ボクは言うまでもなく、まっすぐ帰ったな…。


「お姉ちゃん、バイトしてるわたしを子供のように見てたんですよ。だから『もう来ないで!』って言ったんです」


だから陽菜さんは、陽葵さんに来て欲しくなかったのか…。


「あの時いっぱい謝ったよね? まだ気にしてるの?」


「許すと忘れるは別だから」


陽葵さん、今日は大丈夫だよね…? そう思わずにはいられない。



 陽菜さんに案内され、ショッピングモール内にある下着屋の前で足を止める。


「ここがわたしのバイト先の“マコール”です」


下着屋だから当然だけど、店の入り口に堂々と下着が展示されている。…あの時の決意を無駄にする訳にはいかない!

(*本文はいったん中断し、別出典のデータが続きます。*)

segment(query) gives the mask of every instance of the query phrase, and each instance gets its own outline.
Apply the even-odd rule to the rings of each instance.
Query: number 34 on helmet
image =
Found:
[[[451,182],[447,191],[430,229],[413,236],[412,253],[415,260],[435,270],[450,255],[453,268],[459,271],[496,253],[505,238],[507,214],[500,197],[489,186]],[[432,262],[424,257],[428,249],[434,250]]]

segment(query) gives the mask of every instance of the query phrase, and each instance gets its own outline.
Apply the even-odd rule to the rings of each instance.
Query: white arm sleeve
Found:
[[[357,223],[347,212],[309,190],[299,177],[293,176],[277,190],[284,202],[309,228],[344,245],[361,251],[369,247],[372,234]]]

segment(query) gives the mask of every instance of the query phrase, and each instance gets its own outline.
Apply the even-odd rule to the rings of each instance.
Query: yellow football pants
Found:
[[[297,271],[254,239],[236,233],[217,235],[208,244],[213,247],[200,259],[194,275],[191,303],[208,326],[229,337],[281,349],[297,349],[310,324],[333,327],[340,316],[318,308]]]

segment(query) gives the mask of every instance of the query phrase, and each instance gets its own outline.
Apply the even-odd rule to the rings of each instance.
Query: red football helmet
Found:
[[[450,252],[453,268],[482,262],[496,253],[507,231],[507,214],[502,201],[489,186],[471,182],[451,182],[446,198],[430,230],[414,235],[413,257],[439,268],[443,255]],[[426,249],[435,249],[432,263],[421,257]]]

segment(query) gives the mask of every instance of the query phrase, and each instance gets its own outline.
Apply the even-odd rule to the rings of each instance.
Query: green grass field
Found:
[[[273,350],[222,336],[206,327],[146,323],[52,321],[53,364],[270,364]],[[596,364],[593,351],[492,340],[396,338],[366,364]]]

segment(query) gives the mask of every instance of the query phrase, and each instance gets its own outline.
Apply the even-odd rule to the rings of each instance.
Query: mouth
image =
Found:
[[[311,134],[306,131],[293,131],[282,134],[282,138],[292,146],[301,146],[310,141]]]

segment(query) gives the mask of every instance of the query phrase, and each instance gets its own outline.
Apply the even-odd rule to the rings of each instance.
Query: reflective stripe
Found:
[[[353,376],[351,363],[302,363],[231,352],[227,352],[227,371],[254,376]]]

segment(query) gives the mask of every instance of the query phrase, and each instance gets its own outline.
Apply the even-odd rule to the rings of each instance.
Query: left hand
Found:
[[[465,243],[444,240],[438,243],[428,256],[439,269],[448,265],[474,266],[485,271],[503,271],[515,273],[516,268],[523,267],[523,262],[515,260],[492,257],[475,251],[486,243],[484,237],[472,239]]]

「わたしはこれから相沢さんに声をかけてきます。お姉ちゃん、何かあったらよろしくね」


「任せてよ」


陽菜さんは店内に入って行く。


「朝日君が誤解されそうになったら、アタシがフォローするから安心して!」


やっぱり陽葵さんがそばにいてくれて良かった。ボク1人では何とかできる自信がない。


…陽菜さんがボク達の元に戻ってきた。思ったより早いな。


「朝日さん・お姉ちゃん。これを首にかけて下さい」


受け取った物を確認すると、プレートに『見学中』と書かれている。


「それがないと、朝日さんは不審者に見られやすいので…」


「ちょっと待って。アタシはいらなくない? 女なのに不審者に見られるって事?」


「スタッフじゃない事をお客様に知ってもらうためだよ」


「そっか…」


失言の自覚があるのか、顔を少し赤くする陽葵さん。今後、陽菜さんを子供扱いする事はできないな。


「カバンはカウンターの後ろに置いておけば大丈夫でしょう」


「わかった。そうさせてもらうよ」


カウンターか…。陽菜さんがここにいる以上、店内には彼女以外のスタッフがいるはずだ。顔を合わせる事は避けられそうにないし、第一印象は良くしないと。


ボクはそう思いながら、陽菜さんに続いて店内に入る…。